Dans ce livre à la frontière de la théorie des organisations, du spirituel et du psychologique – ce qui pourra dérouter certains lecteurs –, l’auteur, bon connaisseur de l’intérieur de ce qu’il appelle« les organisations à mouvance idéale » de par sa proximité avec les Focolari, s’intéresse aux crises que peuvent traverser des mouvements et les communautés qui font vivre un charisme.
Reconnaître les premiers signaux
« Les grandes crises s’amorcent alors que tout parle de réussite et de développement, lorsque les leaders n’ont pas la sagesse de changer au moment où personne ne le souhaite (encore) », observe-t-il. Elles ne sont donc pas anticipées et quand les difficultés apparaissent, le premier réflexe est de s’en remettre « aux meilleures techniques et investir l’énergie qui nous reste dans la refonte de la gouvernance et des instruments de gestion ».
La réponse de type managérial – qui manifeste combien les églises et les mouvements spirituels n’échappent pas à la contamination par la culture de l’efficacité – conduit le plus souvent à concentrer les efforts non pas sur la manière de faire perdurer le charisme, mais sur les structures et les institutions qui ont été créées pour le faire vivre.
Et quand s’efface la distance entre le charisme et les œuvres qu’il a fait naître, on tombe dans une forme d’idolâtrie, estime Luigino Bruni : « On le sort du contexte où il est né (une église, l’Évangile…) ; il devient autoréférentiel, et on ne ressent plus la nécessité de le remettre en question, ni de le purifier par des réalités différentes et plus universelles. » D’où le projet de ce livre qui veut aider à « reconnaître les premiers signaux faibles d’un déclin et agir au moment où le processus est encore réversible » et dégager les conditions susceptibles de favoriser l’avenir d’un charisme.
Un espace pour exister
Au fil de ses développements, Luigino Bruni liste des erreurs souvent commises sous prétexte de préserver l’originalité d’un charisme : centralisation du pouvoir ; réécriture idéologique des récits fondateurs ; culture sacrée de l’immunité du fondateur ; découragement ou neutralisation des personnalités les plus créatives ; « réductionnisme identitaire » qui « oriente toutes les énergies morales des membres vers les objectifs de l’organisation », réduisant « leur richesse anthropologique et motivationnelle »…

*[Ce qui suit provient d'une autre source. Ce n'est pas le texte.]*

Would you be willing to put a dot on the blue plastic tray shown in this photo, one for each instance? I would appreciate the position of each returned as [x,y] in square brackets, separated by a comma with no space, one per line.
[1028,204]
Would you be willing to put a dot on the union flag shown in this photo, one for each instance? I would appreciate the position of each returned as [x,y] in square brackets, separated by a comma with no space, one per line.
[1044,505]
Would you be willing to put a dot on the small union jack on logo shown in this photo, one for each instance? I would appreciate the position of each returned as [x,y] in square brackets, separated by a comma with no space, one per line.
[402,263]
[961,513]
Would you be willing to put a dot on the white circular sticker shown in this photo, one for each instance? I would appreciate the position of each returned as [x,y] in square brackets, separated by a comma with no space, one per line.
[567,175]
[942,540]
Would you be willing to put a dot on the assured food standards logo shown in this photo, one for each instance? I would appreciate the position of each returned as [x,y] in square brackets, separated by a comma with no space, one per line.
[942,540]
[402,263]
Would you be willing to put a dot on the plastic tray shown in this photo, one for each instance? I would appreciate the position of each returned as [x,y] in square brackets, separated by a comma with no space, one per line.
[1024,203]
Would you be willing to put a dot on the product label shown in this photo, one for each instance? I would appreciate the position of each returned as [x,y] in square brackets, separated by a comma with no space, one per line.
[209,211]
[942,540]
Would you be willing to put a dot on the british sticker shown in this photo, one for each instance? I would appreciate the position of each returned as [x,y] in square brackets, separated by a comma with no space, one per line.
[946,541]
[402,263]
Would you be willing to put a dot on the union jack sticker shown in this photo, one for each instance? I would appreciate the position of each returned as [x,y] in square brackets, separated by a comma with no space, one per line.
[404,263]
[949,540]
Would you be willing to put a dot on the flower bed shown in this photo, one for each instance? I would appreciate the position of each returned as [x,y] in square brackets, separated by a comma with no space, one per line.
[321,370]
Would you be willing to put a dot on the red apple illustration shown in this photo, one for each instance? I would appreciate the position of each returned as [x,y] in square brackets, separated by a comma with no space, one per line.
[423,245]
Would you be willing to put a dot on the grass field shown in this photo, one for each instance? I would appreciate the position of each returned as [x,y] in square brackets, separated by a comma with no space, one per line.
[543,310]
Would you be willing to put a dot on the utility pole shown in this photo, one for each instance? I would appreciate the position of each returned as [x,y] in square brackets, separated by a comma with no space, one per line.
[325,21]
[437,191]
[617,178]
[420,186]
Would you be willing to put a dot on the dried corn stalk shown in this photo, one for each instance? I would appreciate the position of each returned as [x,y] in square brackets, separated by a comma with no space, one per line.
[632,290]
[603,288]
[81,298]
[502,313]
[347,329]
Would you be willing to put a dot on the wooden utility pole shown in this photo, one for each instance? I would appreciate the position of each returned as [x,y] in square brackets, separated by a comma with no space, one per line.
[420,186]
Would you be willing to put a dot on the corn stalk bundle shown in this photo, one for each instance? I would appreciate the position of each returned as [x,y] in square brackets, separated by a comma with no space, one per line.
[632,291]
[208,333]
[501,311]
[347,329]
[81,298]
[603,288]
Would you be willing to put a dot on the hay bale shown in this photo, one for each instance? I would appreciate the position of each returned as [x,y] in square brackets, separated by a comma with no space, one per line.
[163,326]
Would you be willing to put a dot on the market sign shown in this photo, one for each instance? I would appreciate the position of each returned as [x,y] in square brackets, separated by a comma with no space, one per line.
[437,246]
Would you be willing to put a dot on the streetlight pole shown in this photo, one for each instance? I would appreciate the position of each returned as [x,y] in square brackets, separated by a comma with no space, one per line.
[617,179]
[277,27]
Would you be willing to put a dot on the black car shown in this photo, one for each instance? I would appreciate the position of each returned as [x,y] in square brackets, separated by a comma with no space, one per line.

Or pour qu’un charisme vive et s’épanouisse, les membres d’une « organisation à mouvance idéale » ont besoin d’espace pour exister devant la forte personnalité des fondateurs ou leaders. « Les charismes vivent tant qu’ils rendent les personnes libres », résume l’auteur. Mais dès que « la gratuité et la chasteté organisationnelles », gages de la liberté et du respect de la vocation de chacun, font défaut, la crise est inéluctable. Un livre utile pour mieux comprendre les logiques institutionnelles à l’origine d’abus de toutes sortes.